Note: The author considers the period and prices of moving averages on the hourly chart H1 and differs from the general definition of the classic daily moving averages on the daily chart D1.
Bollinger Bands
In case of a decline, the lower limit of the indicator, around 1.1695, will act as support.
Description of indicators
- Moving average (moving average determines the current trend by smoothing out volatility and noise). Period 50. The graph is marked in yellow.
- Moving average (moving average determines the current trend by smoothing out volatility and noise). Period 30. The graph is marked in green.
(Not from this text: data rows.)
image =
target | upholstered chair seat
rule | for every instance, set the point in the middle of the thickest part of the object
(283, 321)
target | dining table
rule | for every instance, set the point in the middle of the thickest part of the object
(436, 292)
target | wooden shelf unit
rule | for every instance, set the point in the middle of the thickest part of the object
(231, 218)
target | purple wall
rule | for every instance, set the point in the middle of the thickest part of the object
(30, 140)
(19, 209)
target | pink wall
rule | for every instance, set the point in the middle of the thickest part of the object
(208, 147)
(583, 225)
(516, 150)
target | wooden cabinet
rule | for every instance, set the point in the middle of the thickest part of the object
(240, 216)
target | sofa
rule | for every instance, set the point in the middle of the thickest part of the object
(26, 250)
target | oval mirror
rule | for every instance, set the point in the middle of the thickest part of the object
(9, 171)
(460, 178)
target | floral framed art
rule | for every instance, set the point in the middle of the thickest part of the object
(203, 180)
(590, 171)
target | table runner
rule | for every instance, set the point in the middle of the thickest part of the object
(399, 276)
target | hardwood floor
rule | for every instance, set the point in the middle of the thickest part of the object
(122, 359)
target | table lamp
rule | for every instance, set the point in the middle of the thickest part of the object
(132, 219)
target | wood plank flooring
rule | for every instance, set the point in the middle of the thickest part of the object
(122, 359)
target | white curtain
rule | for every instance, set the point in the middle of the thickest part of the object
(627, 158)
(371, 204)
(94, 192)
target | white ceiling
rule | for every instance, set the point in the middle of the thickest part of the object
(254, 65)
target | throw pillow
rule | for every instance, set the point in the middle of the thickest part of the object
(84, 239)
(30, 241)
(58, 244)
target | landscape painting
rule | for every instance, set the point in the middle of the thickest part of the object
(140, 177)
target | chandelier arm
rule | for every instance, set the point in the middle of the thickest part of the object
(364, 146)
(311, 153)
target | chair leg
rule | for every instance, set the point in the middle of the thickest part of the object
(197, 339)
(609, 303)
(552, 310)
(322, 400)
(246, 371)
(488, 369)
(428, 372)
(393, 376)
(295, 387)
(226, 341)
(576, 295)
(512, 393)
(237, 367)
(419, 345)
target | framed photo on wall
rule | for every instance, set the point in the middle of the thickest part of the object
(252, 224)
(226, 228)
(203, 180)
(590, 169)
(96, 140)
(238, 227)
- MACD indicator (Moving Average Convergence / Divergence - moving average convergence/divergence) Fast EMA period 12. Slow EMA period 26. SMA period 9
- Bollinger Bands (Bollinger Bands). Period 20
- Non-profit speculative traders, such as individual traders, hedge funds, and large institutions, use the futures market for speculative purposes and to meet certain requirements.
- Long non-commercial positions represent the total long open position of non-commercial traders.
- Short non-commercial positions represent the total short open position of non-commercial traders.
- Total non-commercial net position is the difference between the short and long positions of non-commercial traders.